Today, TPG and Blackstone seem to have followed KKR out of the consortium bidding for the supermarket group, leaving CVC on its own. No wonder the shares are down more than 20p, or nearly 4 per cent, at 540½p by midday. The consortium’s improved proposal yesterday of 582p received a cool reception from the family. FT Alphaville says CVC is prepared to proceed on its own but the prospects of a firm bid by Friday’s deadline don’t look at all good.
Also by the end of this week, KKR and Stefano Pessina should have completed their due diligence on Alliance Boots and be in a position to make a firm offer. And we’ll see how Imperial Tobacco responds to having its improved proposal of €47 a share (up from €45) rejected by Altadis (whose shares are off a bit this morning). The Franco-Spanish group, you can be sure, is doing all it possibly can to flush out a rival bid, perhaps from BAT and/or private equity bidders.
Don’t expect Barclays to bid for ABN Amro this week. Next week looks more likely. And then it’ll be interesting to see if the mooted rival bidder RBS is just making mischief or is serious. Analysts at Merrill Lynch, whose colleagues in investment banking are advisers to RBS, published a note today on the prospects of a joint ABN bid from RBS and their old friends Santander.
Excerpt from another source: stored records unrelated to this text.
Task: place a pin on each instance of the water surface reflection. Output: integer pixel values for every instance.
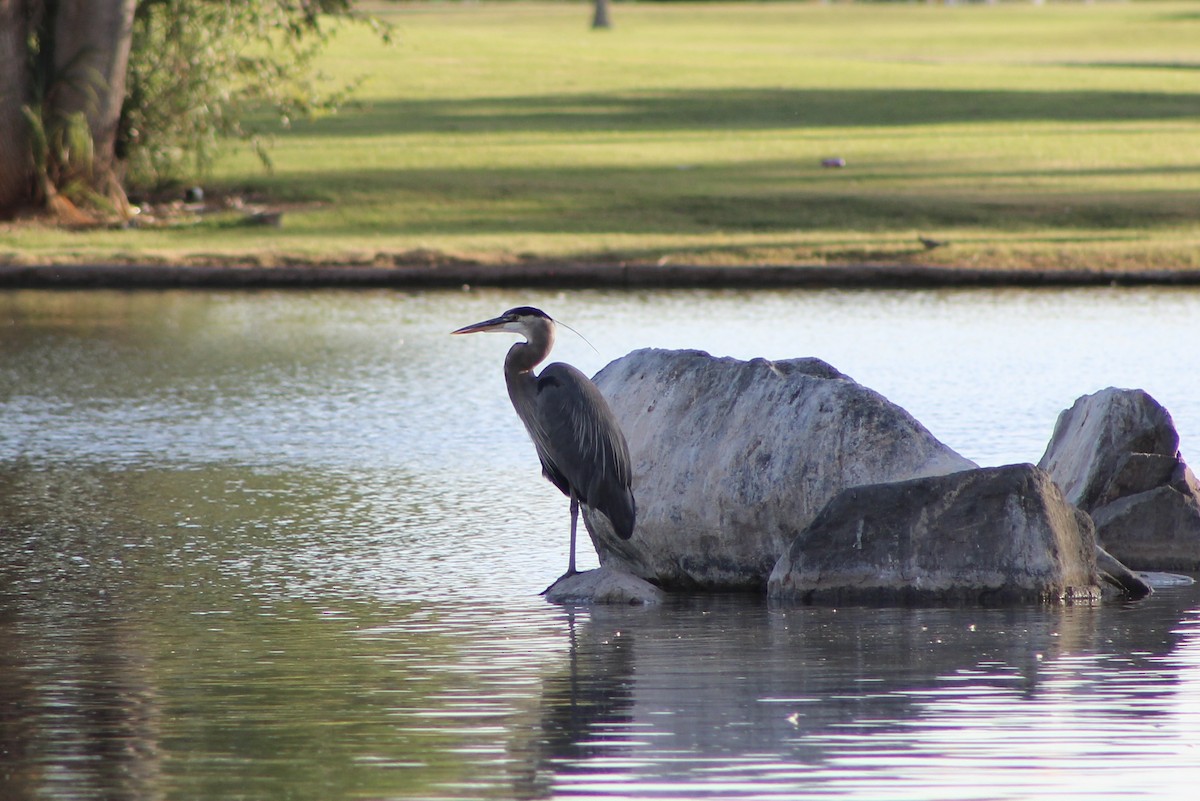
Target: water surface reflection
(280, 544)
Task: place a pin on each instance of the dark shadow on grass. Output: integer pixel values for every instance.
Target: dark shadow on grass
(762, 197)
(749, 109)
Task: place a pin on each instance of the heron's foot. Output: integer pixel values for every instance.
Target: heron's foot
(559, 579)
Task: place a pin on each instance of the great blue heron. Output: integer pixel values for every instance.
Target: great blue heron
(576, 434)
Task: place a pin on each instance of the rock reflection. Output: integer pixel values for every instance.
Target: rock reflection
(78, 715)
(587, 706)
(693, 691)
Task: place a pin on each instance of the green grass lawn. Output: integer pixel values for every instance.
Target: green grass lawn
(1065, 136)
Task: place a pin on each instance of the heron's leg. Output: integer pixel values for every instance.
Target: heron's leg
(575, 519)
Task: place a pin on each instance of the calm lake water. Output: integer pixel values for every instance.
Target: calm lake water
(288, 546)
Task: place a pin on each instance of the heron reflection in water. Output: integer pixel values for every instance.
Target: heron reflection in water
(576, 435)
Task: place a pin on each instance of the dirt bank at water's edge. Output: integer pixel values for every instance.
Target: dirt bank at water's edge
(564, 276)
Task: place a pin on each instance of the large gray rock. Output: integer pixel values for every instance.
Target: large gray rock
(1115, 453)
(991, 535)
(732, 459)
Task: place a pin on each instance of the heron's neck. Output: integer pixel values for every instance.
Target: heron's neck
(523, 356)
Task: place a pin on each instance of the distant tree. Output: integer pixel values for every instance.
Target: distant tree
(100, 95)
(600, 14)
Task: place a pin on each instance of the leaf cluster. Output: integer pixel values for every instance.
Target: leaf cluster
(203, 72)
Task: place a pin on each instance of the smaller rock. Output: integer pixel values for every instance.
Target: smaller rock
(1122, 580)
(1157, 529)
(1115, 456)
(603, 585)
(1090, 453)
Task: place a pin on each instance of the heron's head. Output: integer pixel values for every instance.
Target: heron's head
(526, 320)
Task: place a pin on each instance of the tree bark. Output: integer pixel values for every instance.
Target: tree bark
(91, 54)
(16, 163)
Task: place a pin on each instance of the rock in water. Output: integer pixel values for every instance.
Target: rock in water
(732, 459)
(603, 585)
(1115, 455)
(996, 535)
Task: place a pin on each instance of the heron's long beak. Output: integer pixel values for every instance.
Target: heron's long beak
(495, 324)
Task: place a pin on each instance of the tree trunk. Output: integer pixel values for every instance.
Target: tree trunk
(600, 18)
(91, 53)
(16, 163)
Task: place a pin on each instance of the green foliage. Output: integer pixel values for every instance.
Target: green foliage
(204, 72)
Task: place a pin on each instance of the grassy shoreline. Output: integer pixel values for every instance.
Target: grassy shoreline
(1035, 139)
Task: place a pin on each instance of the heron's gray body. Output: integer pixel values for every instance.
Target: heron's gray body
(577, 439)
(573, 428)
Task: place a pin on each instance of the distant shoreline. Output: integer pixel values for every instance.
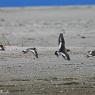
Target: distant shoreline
(48, 7)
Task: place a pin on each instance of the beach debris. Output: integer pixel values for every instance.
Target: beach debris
(62, 50)
(33, 50)
(2, 48)
(91, 53)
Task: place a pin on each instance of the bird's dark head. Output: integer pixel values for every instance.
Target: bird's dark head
(34, 49)
(56, 53)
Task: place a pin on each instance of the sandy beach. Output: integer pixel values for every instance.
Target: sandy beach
(23, 74)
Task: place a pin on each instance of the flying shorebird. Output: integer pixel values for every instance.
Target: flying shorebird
(62, 50)
(91, 53)
(33, 50)
(2, 48)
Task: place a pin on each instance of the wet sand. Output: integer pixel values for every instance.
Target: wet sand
(23, 74)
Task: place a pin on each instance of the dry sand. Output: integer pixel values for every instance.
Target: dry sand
(40, 27)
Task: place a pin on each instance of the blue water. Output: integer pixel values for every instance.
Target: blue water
(14, 3)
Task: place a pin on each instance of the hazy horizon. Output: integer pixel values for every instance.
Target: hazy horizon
(22, 3)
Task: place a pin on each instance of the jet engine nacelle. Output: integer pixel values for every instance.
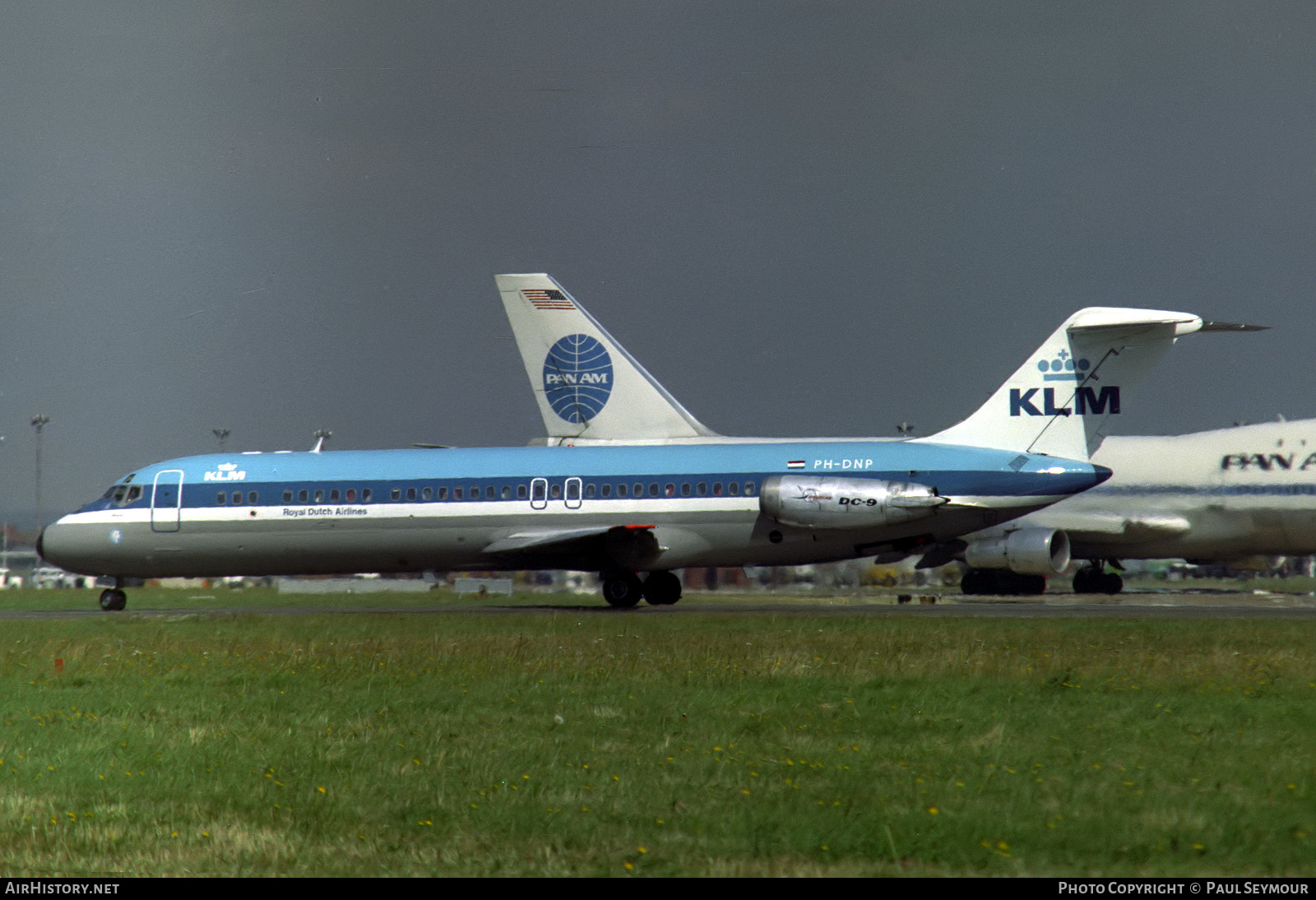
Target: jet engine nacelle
(822, 502)
(1028, 551)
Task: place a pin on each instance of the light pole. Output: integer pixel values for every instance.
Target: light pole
(39, 423)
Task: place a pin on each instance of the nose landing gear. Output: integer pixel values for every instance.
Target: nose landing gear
(114, 599)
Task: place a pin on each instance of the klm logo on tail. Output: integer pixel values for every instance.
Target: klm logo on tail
(578, 378)
(1087, 401)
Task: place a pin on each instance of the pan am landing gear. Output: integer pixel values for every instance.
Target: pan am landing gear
(1094, 579)
(623, 590)
(662, 588)
(114, 599)
(1002, 582)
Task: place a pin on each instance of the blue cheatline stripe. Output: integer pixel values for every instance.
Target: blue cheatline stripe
(619, 461)
(1211, 489)
(651, 487)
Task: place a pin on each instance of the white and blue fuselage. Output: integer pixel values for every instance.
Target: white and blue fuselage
(600, 508)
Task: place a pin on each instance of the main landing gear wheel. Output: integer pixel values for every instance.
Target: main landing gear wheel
(662, 588)
(622, 590)
(112, 599)
(1091, 579)
(1002, 582)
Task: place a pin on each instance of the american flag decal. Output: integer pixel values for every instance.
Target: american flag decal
(549, 299)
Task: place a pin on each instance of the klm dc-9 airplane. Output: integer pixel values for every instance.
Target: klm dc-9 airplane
(628, 483)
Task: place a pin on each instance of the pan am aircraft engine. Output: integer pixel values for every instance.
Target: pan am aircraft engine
(822, 502)
(1028, 551)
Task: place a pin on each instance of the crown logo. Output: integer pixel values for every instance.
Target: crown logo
(1063, 368)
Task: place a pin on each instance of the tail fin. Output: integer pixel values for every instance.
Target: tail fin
(587, 386)
(1061, 399)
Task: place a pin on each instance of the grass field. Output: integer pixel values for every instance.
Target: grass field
(592, 742)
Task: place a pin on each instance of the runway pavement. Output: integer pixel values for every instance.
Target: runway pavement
(1160, 604)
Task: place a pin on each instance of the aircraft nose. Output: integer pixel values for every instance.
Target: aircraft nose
(56, 546)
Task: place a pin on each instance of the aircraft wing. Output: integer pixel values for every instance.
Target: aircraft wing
(563, 538)
(1132, 529)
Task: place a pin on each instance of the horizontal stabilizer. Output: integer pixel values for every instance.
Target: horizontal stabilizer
(1059, 401)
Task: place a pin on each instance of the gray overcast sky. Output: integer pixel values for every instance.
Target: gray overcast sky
(803, 217)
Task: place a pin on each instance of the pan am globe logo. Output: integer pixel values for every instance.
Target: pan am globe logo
(578, 378)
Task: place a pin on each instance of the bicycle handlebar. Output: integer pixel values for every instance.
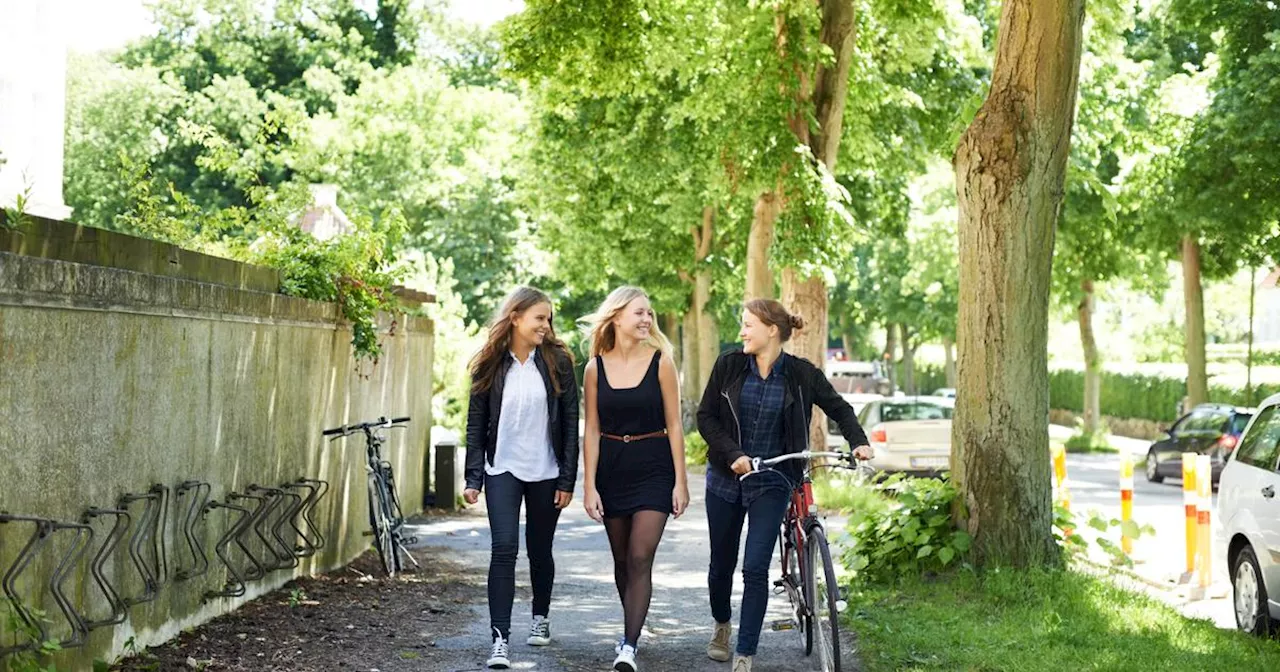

Such a move, which we think might be more technically tricky than it looks, would be 5 per cent accretive to RBS earnings by 2009 with a return on investment of around 11.5 per cent, Merrill says. FT Alphaville has also got some Merrill research running through an “additional funding option” for Barclays on the deal.
Interesting to see that British Energy today said it had begun proceedings against Credit Suisse over the exercise of the lending banks’ options to acquire the Eggborough power station in Yorkshire in 2010. The dispute dates back five years to when the company was on the verge of collapse and this coal-fired power station didn’t seem very core. Now, with nuclear plants out of action and the price of gas sky-high, British Energy feels differently about things.
The dog of the day, or should I say car crash of the day, is Accident Exchange, which provides replacement vehicles. Its shares halved this morning after issuing a profit warning in which, rather worryingly, it said it was “undertaking a review of the appropriateness of its current financing structure” and might consider an equity fundraising.